Мало ей презрения во взгляде Роберта, так еще и настоятельница обличать вздумала. Жизнь рушится на глазах, и, судя по перекошенному рту Мэри Маргарет, поддержка ей не светит. Перекошенный рот открылся – не иначе чтобы подтвердить эту мысль.
– Нечего на меня пялиться. Я все сказала. Вон. Сотри это дерьмо с лица и обуться не забудь.
С нее довольно.
– Вы все сказали, матушка? Зато мне есть что сказать вам! – Анжела ткнула пальцем во вздымающийся бюст Мэри Маргарет. – Вы!.. У вас хватило наглости заявить, что из меня не выйдет монахини! На себя оглянитесь, с вашим джином, табаком, каждодневным зверством и похабной руганью. Вы-то что из себя представляете? По-вашему, такой должна быть хорошая монахиня? Издеваетесь над всеми, даже над несчастной сестрой Кармел. Злобная, желчная старая корова, вот вы кто! Неудивительно, что в приюте вас ненавидят все до единого!

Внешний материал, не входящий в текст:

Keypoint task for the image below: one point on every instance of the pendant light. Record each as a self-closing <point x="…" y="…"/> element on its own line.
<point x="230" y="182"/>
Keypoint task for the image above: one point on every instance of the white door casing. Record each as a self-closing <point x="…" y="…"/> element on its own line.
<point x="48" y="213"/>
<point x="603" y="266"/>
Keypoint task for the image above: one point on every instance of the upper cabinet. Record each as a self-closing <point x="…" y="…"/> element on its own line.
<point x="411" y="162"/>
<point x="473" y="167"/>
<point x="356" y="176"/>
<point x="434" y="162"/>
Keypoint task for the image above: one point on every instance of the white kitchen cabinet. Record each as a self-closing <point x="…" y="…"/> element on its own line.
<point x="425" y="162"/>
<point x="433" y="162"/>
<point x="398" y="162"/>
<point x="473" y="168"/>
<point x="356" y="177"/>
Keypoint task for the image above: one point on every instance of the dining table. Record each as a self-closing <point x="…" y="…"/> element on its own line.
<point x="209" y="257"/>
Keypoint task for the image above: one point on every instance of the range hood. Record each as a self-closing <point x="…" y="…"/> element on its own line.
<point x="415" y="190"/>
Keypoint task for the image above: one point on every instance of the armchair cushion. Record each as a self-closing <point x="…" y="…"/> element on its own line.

Удовлетворение от разлившейся по лицу Мэри Маргарет бледности было недолговечно. Как следует затянувшись, корова обрела хладнокровие.
– А я никого не прошу меня любить. Не обижусь. В этом разница между нами, Анжела. Я требую, чтобы мне подчинялись, а остальное меня не волнует. Поэтому и зовусь матерью-настоятельницей. Очень обяжешь, сестра, если поразмыслишь над этим фактом за умыванием. Да, и еще одно…
– Слушаю? – упавшим голосом сказала Анжела.
– Если еще не передумала насчет обетов – милости прошу, через две недели все устроим. А пока… молись, сестра. Смиренно проси Господа нашего, чтобы вразумил тебя. И про ангела-хранителя не забудь. Его помощь тебе чертовски пригодится.
– Да, матушка. – Анжела была раздавлена. – Простите меня… – пискнула она. – Я не хотела… Вовсе вас не ненавидят…
Мэри Маргарет махнула рукой, остановив поток извинений. Трудно поверить, но вид у нее был вполне безмятежный и миролюбивый.
– Разговор закончен, сестра. Пусть меня хоть весь свет ненавидит, мне начхать. Но ты поймешь это не раньше, чем трава на моей могиле вырастет. Могу только добавить, что я живу в ладу с единственным существом, мнение которого для меня важно.